Adobe has enlisted the aid of IBM in developing a Java PGML viewer the company revealed yesterday at a small press function hosted by IBM. The Java PGML viewer is the first Java implementation of the Adobe imaging model, which also underlies Adobe PostScript, PDF and the Acrobat viewer.

PGML (Precision Graphics Markup Language), was submitted earlier this year by Adobe and other firms to the W3C as a proposed 2D graphics language for encoding and displaying vector graphics on the Web. The W3C has since formed a working group to hammer out a compromise between PGML and VML (Vector Markup Language), a similar format proposed by Microsoft.

The Java PGML viewer being developed is comparable in functionality to the ActiveX control Adobe unveiled last month at Internet World and showed again yesterday to the XML 98 audience in Chicago.
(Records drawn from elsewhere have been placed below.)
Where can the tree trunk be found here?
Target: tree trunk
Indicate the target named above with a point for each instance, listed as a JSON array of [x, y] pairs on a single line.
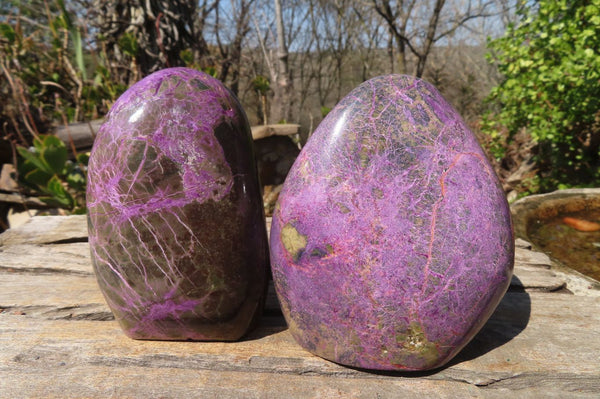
[[280, 110]]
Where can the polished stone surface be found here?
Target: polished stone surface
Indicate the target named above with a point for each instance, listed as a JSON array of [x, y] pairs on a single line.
[[176, 223], [391, 243]]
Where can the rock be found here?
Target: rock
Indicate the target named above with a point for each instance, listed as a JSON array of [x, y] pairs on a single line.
[[391, 242], [176, 223]]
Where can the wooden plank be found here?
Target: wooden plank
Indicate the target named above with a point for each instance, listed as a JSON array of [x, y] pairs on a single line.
[[46, 230], [516, 350]]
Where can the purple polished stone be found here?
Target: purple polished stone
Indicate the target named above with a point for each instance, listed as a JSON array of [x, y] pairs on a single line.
[[176, 220], [391, 243]]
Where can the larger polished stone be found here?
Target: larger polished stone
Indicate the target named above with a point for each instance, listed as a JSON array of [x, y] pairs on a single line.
[[176, 223], [391, 243]]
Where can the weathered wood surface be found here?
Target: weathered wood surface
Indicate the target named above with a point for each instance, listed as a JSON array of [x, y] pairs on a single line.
[[59, 339]]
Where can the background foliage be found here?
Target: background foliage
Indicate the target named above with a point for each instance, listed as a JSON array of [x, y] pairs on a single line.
[[550, 60], [293, 60]]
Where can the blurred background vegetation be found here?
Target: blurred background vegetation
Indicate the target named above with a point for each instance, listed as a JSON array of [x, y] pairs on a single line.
[[525, 75]]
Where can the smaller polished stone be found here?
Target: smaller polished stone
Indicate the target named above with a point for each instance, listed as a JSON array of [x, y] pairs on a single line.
[[176, 223], [391, 242]]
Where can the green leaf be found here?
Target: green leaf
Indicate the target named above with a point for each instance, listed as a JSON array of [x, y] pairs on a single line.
[[59, 193], [76, 181], [33, 158], [83, 158], [8, 32], [37, 177], [54, 154], [76, 35]]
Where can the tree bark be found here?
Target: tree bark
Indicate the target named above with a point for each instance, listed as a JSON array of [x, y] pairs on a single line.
[[280, 111]]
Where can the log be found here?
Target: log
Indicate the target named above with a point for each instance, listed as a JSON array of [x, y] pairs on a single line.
[[59, 339]]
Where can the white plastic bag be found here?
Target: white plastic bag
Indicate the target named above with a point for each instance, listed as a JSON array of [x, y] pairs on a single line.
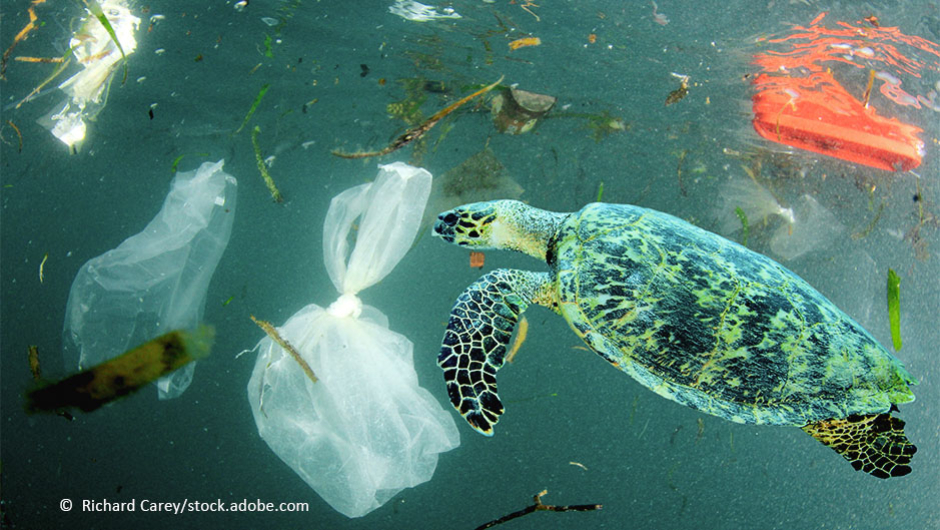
[[365, 430], [155, 281]]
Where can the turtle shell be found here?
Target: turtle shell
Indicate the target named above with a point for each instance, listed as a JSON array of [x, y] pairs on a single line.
[[710, 324]]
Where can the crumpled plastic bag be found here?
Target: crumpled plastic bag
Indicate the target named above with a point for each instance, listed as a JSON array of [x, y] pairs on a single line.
[[155, 281], [365, 430], [95, 50]]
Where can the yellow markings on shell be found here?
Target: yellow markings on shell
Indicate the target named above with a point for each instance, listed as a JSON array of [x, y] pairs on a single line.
[[522, 329]]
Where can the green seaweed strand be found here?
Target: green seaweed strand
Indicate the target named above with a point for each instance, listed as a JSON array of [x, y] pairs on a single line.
[[275, 194], [744, 226], [96, 10], [254, 107], [894, 308]]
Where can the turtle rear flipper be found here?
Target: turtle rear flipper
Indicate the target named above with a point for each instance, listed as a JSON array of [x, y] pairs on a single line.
[[474, 345], [873, 443]]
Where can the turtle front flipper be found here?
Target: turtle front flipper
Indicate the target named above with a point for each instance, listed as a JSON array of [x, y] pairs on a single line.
[[474, 345], [873, 443]]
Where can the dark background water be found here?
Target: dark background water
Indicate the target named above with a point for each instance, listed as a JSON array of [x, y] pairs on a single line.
[[650, 462]]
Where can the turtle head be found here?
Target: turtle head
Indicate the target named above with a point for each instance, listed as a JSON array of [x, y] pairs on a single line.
[[511, 225], [471, 225]]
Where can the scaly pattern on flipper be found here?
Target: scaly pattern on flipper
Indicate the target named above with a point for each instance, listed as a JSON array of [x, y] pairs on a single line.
[[474, 345], [874, 443]]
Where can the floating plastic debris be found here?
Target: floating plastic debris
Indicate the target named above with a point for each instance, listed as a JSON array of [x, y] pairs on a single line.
[[419, 12], [800, 102]]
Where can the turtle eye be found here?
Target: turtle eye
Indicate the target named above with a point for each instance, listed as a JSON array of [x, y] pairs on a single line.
[[450, 218]]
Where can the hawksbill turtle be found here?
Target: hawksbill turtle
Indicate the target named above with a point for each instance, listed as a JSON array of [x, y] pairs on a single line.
[[692, 316]]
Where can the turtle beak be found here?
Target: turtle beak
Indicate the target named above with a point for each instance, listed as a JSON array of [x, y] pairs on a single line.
[[444, 227]]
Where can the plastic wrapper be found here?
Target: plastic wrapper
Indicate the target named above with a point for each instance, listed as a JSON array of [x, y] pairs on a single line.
[[155, 281], [365, 429], [99, 56]]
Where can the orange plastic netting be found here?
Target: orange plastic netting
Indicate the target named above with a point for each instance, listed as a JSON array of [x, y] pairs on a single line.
[[798, 101]]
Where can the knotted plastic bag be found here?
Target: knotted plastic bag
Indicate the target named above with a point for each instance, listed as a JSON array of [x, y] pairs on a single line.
[[155, 281], [364, 430]]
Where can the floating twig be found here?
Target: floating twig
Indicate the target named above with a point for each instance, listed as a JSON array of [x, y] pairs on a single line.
[[263, 168], [538, 506], [21, 36], [34, 363], [417, 132], [276, 337], [41, 265]]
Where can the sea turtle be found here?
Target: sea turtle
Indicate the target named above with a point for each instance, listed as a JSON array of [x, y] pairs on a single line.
[[694, 317]]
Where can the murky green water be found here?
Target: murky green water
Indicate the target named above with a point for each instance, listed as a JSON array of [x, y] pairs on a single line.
[[573, 426]]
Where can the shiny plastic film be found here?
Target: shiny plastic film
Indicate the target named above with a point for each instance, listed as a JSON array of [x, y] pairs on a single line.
[[155, 281], [364, 429]]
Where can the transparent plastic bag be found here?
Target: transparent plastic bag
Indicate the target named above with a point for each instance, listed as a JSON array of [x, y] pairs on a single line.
[[365, 430], [155, 281]]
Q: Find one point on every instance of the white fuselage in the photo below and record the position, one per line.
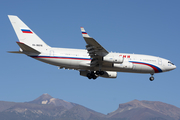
(79, 59)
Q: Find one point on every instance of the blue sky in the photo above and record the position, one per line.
(142, 27)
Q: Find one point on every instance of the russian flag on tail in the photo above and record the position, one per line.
(26, 31)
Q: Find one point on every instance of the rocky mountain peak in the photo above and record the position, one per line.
(43, 99)
(47, 99)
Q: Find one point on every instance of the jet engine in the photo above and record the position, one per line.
(106, 74)
(113, 59)
(109, 74)
(126, 65)
(84, 72)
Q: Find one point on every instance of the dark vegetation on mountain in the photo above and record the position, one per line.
(46, 107)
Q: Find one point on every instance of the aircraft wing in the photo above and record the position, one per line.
(95, 50)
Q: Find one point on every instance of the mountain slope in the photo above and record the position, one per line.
(146, 109)
(47, 99)
(46, 107)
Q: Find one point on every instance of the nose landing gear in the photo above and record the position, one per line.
(151, 78)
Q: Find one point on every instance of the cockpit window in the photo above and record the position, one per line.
(170, 62)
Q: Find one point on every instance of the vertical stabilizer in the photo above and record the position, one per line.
(26, 35)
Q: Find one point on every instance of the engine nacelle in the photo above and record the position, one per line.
(126, 65)
(84, 72)
(109, 74)
(113, 59)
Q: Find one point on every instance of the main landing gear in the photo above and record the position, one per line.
(94, 74)
(151, 78)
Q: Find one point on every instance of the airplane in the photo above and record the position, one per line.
(92, 62)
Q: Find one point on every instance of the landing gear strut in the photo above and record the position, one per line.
(151, 78)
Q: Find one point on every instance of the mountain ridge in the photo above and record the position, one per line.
(46, 107)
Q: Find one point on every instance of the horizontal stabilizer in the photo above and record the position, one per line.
(26, 48)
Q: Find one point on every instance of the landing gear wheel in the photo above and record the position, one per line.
(91, 75)
(101, 72)
(151, 78)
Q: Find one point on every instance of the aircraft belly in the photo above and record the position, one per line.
(76, 64)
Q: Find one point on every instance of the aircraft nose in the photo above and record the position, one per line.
(172, 67)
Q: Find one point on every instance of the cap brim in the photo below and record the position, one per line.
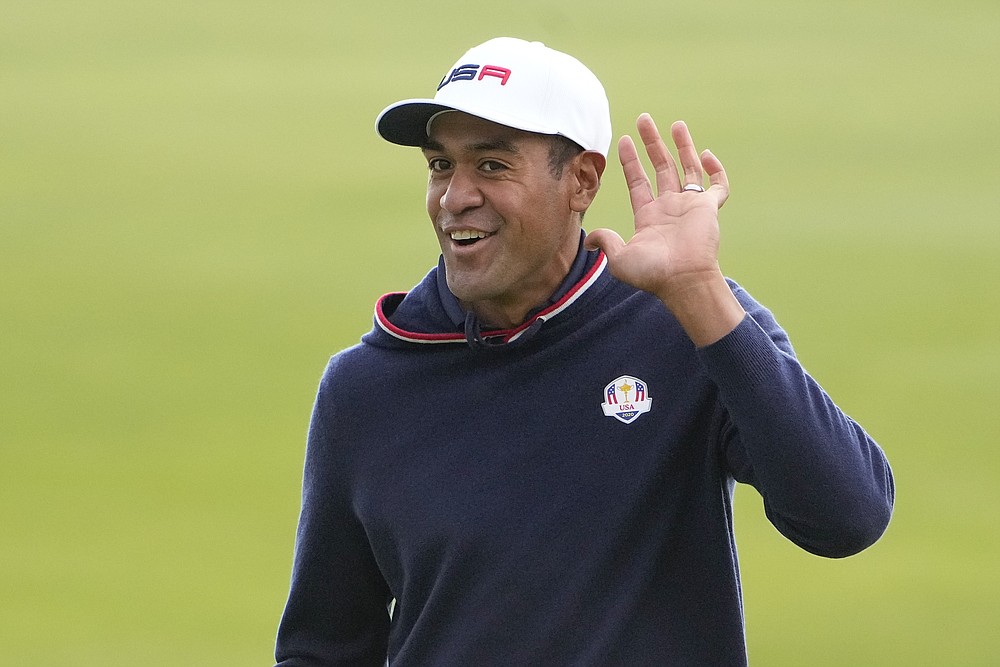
(405, 123)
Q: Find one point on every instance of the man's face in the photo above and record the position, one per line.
(505, 224)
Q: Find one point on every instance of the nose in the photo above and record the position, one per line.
(461, 192)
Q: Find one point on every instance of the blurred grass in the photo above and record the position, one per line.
(195, 213)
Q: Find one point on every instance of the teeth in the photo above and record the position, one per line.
(467, 234)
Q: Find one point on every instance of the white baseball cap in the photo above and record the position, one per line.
(520, 84)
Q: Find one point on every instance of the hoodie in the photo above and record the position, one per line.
(560, 493)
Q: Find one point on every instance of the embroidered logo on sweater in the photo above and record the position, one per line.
(626, 398)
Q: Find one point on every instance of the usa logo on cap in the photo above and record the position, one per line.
(626, 398)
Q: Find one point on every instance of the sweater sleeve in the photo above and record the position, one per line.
(336, 613)
(826, 484)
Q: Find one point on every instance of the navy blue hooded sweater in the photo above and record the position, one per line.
(561, 493)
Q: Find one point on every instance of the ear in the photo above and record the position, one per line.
(586, 169)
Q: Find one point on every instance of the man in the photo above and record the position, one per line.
(533, 452)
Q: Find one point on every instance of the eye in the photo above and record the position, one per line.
(438, 164)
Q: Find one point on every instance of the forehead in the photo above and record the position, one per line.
(458, 131)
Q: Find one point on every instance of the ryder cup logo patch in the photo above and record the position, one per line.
(626, 398)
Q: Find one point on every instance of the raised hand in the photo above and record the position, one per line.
(674, 253)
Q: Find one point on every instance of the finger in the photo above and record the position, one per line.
(686, 153)
(640, 192)
(663, 163)
(719, 182)
(605, 239)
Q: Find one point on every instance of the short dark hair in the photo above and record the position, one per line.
(561, 151)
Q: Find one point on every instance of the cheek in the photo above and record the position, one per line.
(433, 199)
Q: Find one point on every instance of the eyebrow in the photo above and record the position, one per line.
(497, 144)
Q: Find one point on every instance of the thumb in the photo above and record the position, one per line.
(607, 240)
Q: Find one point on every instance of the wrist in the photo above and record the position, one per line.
(705, 306)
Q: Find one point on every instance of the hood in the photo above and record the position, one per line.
(420, 316)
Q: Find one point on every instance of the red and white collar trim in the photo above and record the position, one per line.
(508, 335)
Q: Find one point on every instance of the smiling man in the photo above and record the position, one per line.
(547, 475)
But the Java viewer is only 300K in size, small enough for many handheld computers. IBM showed the Java PGML viewer running on an HP handheld as well as on a standard Pentium PC.

Our take

Acrobat has been one of the more successful plug-ins on the Web, but its large footprint has kept it -- and its PDF format -- from migrating to handheld computers and other small digital appliances. The prototype Java PGML viewer handles individual graphics, not multipage PDF documents, but it clearly shows how the Adobe and IBM relationship could help bring Postscript-based imaging to a much wider array of devices than personal computers and RIPs.